The selective outrage of feminists over disparities like the one in tech is revealing. There is a conspicuous shortage of school programs, campaigns, marches, and hashtags to end the gender gap in, say, teaching, or counseling, which according to the Bureau of Labor Statistics are professions overwhelmingly dominated by women. Nursing is a pretty good gig — it pays well, is flexible, and nurses can find work anywhere. So, where should we look for the anti-male bias that made it so that more than 90 percent of nurses are women?
Meanwhile, you will search in vain for the calls to eliminate the overrepresentation of men in mining, trucking, sewage, and garbage collecting. The reason for all this is that the feminist Left isn't so much a political movement for equality with a consistent philosophy as much as it is an expression of rage over the fact that men and women tend to make different career decisions.
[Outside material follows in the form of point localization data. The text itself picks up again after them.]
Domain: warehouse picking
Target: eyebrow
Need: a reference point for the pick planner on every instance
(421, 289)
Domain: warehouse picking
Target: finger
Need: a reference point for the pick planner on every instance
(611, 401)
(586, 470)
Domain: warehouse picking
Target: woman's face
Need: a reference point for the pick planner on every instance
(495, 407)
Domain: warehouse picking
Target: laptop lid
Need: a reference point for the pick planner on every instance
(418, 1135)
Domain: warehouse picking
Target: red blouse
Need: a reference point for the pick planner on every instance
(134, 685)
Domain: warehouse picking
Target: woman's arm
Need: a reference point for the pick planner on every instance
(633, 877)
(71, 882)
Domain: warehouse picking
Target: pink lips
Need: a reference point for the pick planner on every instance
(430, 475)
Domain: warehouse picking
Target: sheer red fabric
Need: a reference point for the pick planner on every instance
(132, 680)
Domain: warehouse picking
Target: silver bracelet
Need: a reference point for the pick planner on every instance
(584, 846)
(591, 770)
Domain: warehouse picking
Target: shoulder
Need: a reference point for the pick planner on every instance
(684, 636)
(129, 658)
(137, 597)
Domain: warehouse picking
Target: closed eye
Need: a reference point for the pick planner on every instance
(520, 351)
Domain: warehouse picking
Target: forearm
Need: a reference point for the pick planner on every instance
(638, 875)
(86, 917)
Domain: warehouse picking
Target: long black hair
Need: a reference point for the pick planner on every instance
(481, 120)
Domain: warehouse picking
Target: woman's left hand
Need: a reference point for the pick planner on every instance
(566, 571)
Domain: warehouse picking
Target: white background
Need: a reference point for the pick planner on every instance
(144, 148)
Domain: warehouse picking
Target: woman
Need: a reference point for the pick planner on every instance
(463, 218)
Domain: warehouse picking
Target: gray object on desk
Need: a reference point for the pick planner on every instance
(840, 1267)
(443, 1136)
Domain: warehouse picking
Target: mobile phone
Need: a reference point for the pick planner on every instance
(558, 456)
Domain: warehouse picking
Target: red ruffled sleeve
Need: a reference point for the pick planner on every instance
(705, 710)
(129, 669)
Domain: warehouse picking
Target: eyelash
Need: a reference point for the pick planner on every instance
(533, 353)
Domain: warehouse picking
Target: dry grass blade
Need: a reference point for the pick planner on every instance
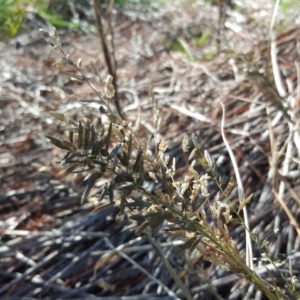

They are, however, right about one thing. Perhaps the only feasible way of totally eliminating their favorite misread statistic and rallying cry, the “gender wage gap,” would be to strong-arm the nation's most prestigious companies into discriminating against men, or alternatively, to coerce very large numbers of women into professions and career paths that they consistently opt not to pursue when given a free choice, in spite of the incentives.
I salute women who work in fields where they’re outnumbered, but I don’t appreciate or support policies that patronize women at men’s expense for the sake of “diversity” in any occupation, under any circumstances. My female friends in STEM agree, and they aren’t the ones pushing for these ridiculous reparations.
As for the radical feminists, you might ask them, if they feel so strongly about equal representation, why didn’t they themselves pursue a degree in engineering? Expect to hear something like, “well, I did always prefer English, and calculus was such a bore.”
Madison Breshears is a legal assistant and writer in California.